Q&A with Jill Dyche: I'm Ready for AI. But My Company's Not!
In which Jill makes nice with the engineers.
Sometimes we’re victims of our own competency. You lose the promotion because “you’re too valuable where you are.” You’re asked to deliver the same talk again—you know, the one that killed in Atlanta! The same conversation takes place in multiple meetings, like a workplace Groundhog Day. Your boss says, sunnily, “Keep doing what you’re doing.”
This is true of Carlos, who’s been working on an analytics team for what seems like forever.
I work in the Analytics Office at an automobile company. I can modestly say I’m an expert on analytics, having worked with several vendors, large and small, on dozens of projects. My colleagues are all just as and in some cases more talented than I am. We all like the variety of work and the credibility our team has. Plus we’re proud that our company has become more data-driven because of us.
However we all share the same frustration: we’re ready to adopt more advanced technologies. I recently saw a demo of a deep learning algorithm that call tell the difference between humans and non-humans. Think about the potential for an autonomous driving vehicle to distinguish between a traffic cone and a child. We could be saving lives!
A team member in the cube next to me just wrote a white paper on virtual and augmented reality. We all agree we could be doing some cool new stuff with AI. But our leadership isn’t receptive.
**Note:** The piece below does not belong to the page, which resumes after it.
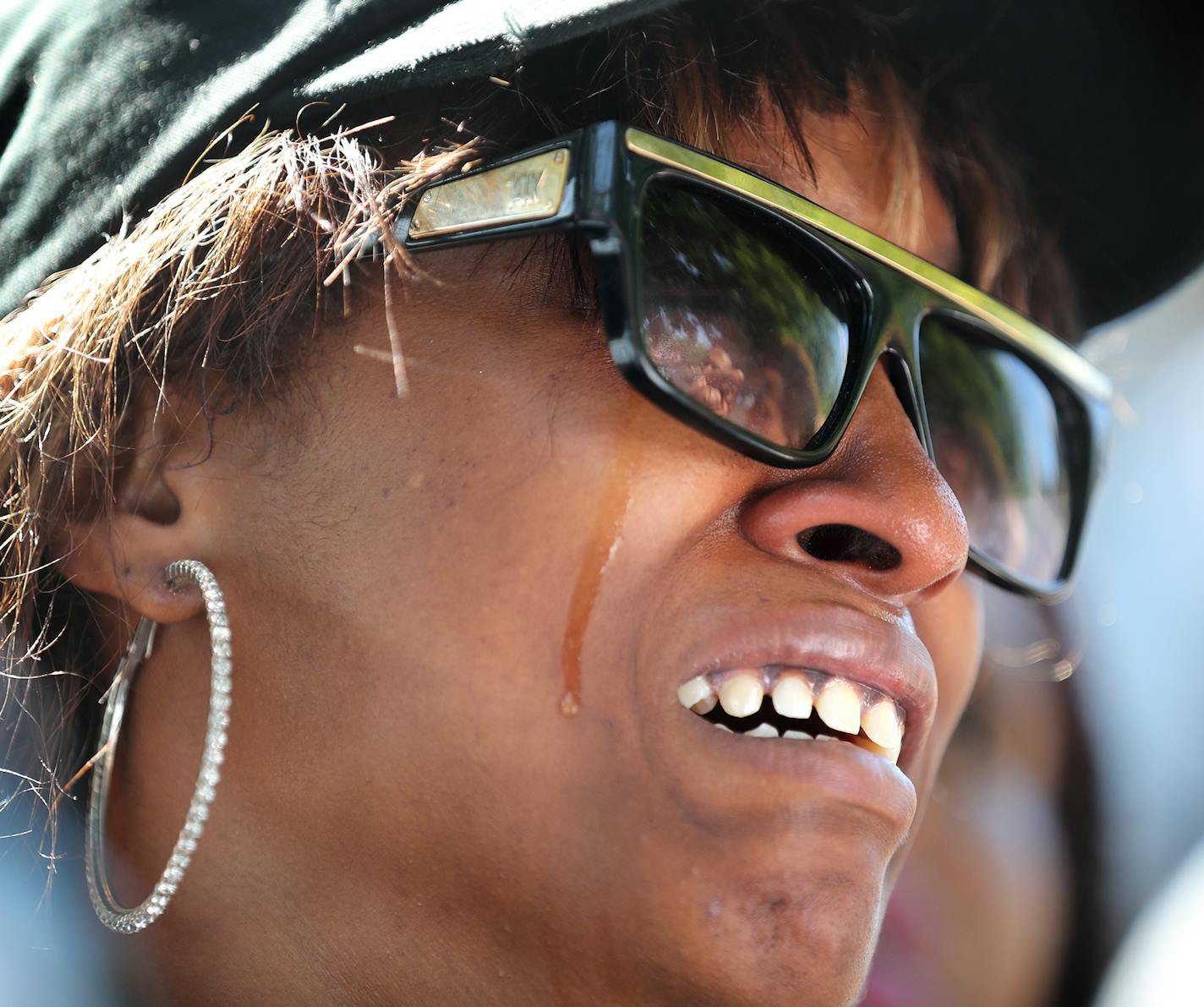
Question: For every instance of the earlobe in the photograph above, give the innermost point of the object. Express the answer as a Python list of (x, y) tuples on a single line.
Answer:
[(122, 545)]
Any advice?
-- Carlos, USA
Carlos, I’m not sure whether to offer my congrats or my condolences. Your team is certainly great at what it does. Let me suggest a gut check before answering your question.
Are you absolutely sure your team isn’t succumbing to BSOS (Bright Shiny Object Syndrome)? It’s been known to happen. A crack team of smart people will often get bored with the same ole’ same ole’ and hunt for opportunities to learn new things or try out new tools.
That’s not an indictment, it’s reality. Just be clear-eyed about whether you’re seen by others as truly delivering value. Even if there’s a one hundred million dollar opportunity for deep learning, you might not be involved if your team is considered too unfocused or academic.
Honestly—and I say this with love—I suspect there might be a little of this happening. Otherwise, why did your colleague write a white paper and not a business case?
Which brings me to my suggestion: Write a business case. White papers, faster algorithms or hiring more data scientists won’t necessarily lead to new opportunities. You need to justify the extra investment (in money and resources) by explaining in concrete terms what the benefits are. The business case should include:
- A problem description: what business problems will the proposed technology solve? Why is it unique?
- Proposed functionality: what does the new tool do? Stay away from technical jargon and overdone functions and features. Simply explain what it does that your incumbent solutions can’t do. Give an example like sensors on cars distinguishing between various objects on the road.
- Rough costs: This doesn’t need to be exact. Somewhere between napkin math and vendor proposals will do. Estimate spend for software, hardware, additional skills needed, and ancillary costs like integration or fresh data sets.
- Risk assessment: Create a list of realistic-but-avoidable risks. Be frank without sounding dire. Include not only technical risks (what happens if the software doesn’t do what the vendor promised?) but market risks (will the introduction of the new capability cause confusion with customers, partners, or the street?), and organizational risks (will implementation take resources away from another planned initiative?).
- The pitch: What value will the new capability bring to the company? Will it drive new revenues? Save costs or introduce operational efficiencies? Maybe introduce a new business model? Include a discussion of ROI if you can, and provide “soft” benefits such as employee retention and improved market perception if they apply. This is the “it’s worth it” pitch.
- Opportunity cost: It’s cheeky, but when I wrote business cases I always included the cost of doing nothing. Don’t wag your finger, just paint the consequences of not being a first mover, losing a potential customer segment, or incurring a lawsuit.
- The Ask: Don’t leave approvers hanging. Ask for what you need. Perhaps a software license for a new AI module, some development talent, and some servers. Or all of these. Avoid asking for the “bare minimum”—the solution you acquire should scale. And you want the appropriate level of commitment from approvers.
For teams like yours, assembling a compelling business case is more of a challenge than building the edgiest of algorithms. But it’s a critical exercise every analytics executive should go through, at least once. If you succeed, you’ll learn a new technology AND a new skill!